Daily Development for Friday, September 5, 2009
by: Patrick A. Randolph, Jr.
Elmer F. Pierson Professor of Law
UMKC School of Law
Of Counsel: Husch Blackwell Sanders
Kansas City, Missouri

ZONING AND LAND USE; PROCEDURES: In making a decision on a variance application, a zoning board cannot take into consideration prior misrepresentations made by the applicant as to its intended use or general community opposition based upon activities unrelated to the impact of the proposed variance.

Caspian Realty v.
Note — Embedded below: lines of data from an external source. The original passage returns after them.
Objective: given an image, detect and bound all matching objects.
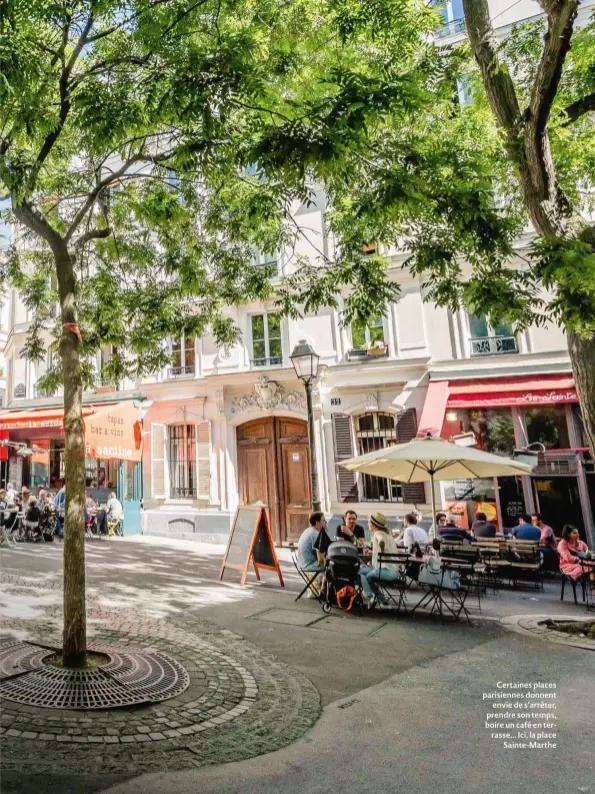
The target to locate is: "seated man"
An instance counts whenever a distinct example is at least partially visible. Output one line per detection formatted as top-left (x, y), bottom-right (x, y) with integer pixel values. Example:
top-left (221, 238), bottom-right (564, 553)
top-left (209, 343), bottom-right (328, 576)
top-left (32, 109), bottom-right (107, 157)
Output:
top-left (336, 510), bottom-right (366, 546)
top-left (403, 513), bottom-right (429, 552)
top-left (471, 512), bottom-right (496, 538)
top-left (512, 513), bottom-right (541, 541)
top-left (437, 513), bottom-right (475, 543)
top-left (298, 513), bottom-right (331, 598)
top-left (298, 513), bottom-right (326, 571)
Zoning Bd. of Appeals, 842 N.Y.S.2d 887 (Sup. 2007). 

 Prior to constructing a building, the petitioner obtained approval from the Planning Board.  After completing construction and receiving a certificate of occupancy, the petitioner was found to be in violation of zoning ordinances due to undisclosed and unapproved retail use - a furniture outlet - on the lower level.  Petitioner argued that it in fact had disclosed that intended retail on the lower level, but the Board found, and the court affirmed, that in fact there had been a misrepresentation that the lower level would be used for storage.

The petitioner then sought area variances and parking variances similar to those that the Board had granted to retail furniture outlets in the past.  It indicated it was willing to accept a restriction that it would limit its use to retail furniture sales.
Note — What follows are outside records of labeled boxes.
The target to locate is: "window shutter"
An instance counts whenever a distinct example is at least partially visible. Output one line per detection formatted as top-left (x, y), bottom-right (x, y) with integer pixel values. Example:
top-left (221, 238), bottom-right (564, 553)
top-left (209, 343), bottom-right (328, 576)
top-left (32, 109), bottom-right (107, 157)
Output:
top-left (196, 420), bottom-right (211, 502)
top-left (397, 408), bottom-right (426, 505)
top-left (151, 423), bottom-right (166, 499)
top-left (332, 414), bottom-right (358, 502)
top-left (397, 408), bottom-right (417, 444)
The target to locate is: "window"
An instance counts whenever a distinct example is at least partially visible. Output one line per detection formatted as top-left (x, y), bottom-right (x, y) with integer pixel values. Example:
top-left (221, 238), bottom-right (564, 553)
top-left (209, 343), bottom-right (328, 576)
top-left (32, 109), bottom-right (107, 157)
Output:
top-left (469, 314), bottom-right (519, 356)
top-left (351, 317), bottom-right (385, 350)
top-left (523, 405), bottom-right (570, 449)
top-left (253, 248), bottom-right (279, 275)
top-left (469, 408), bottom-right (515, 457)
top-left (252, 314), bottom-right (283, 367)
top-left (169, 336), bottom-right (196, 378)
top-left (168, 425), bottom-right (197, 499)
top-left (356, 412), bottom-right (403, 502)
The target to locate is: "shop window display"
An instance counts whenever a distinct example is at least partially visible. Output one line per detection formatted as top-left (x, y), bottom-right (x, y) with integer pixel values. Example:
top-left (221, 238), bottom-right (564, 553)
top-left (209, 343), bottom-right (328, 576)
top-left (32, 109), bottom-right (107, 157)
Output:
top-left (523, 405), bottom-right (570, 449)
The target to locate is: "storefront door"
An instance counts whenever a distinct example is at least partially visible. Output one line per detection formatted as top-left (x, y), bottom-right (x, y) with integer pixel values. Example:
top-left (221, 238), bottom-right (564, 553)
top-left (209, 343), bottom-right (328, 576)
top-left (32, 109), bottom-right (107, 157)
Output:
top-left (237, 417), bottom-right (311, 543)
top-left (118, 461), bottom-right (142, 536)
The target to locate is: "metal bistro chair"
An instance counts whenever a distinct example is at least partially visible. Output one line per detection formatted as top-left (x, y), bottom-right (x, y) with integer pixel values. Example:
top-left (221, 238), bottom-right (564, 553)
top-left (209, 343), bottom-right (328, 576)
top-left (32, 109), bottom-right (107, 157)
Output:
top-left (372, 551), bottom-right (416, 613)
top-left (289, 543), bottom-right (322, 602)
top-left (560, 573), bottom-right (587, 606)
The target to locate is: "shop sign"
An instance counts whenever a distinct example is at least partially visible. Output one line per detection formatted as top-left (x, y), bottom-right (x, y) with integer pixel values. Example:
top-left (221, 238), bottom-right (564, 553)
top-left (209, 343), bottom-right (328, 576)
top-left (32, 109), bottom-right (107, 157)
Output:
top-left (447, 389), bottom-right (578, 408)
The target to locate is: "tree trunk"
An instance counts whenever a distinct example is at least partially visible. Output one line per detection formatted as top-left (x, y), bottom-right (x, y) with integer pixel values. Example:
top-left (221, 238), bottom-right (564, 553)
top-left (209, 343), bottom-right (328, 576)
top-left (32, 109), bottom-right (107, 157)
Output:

The Zoning Board of Appeal, however, expressly took into consideration the fact that the petitioner earlier misrepresented its intended use of the lower level to the Planning Board.  It stated that to grant the variance under such circumstances was against the public interest in that it would encourage lying by future applicants.  The Board also took into account neighbors’ complaints about various annoying activities on the property, such as trucks arriving too early and improperly unloading, parking of commercial vehicles over night, etc.  These activities did not relate to the lower level retail outlet, but to the lawful storage activities on the property.

The court acknowledged that a determination of a zoning board should be sustained if it does not have a rational basis and is not arbitrary and capricious and that the board must engage in a balancing test weighing the benefits to the applicant against the detriment to the community.  Tut it also found that the basis for these conclusions must lie in the statutory standards under New York law.   Further, the court could not deny variance benefits in one case that it had granted in another case without showing a rationale basis.

The court found that, although it did not condone misrepresentations, the Zoning Board of Appeals improperly considered the misrepresentations in its denial.  Furthermore, the court found that the complaints were not associated with the zoning violations and the Zoning Board of Appeals did not properly consider an expert’s report.  The court annulled the decision and remitted the matter for reconsideration.

Comment: Good luck to the applicant on its next application.  The granting of a variance is discretionary, and undoubtedly there are perfectly valid grounds that the zoning board could use to deny the variance.  This is a case where a rattlesnake has been stirred.  It will be hard to lull it back to sleep, even though the applicant may have felt quite righteous in that, in its view, it had fully disclosed everything originally and had not lied.  In this situation, there is no good answer for the applicant.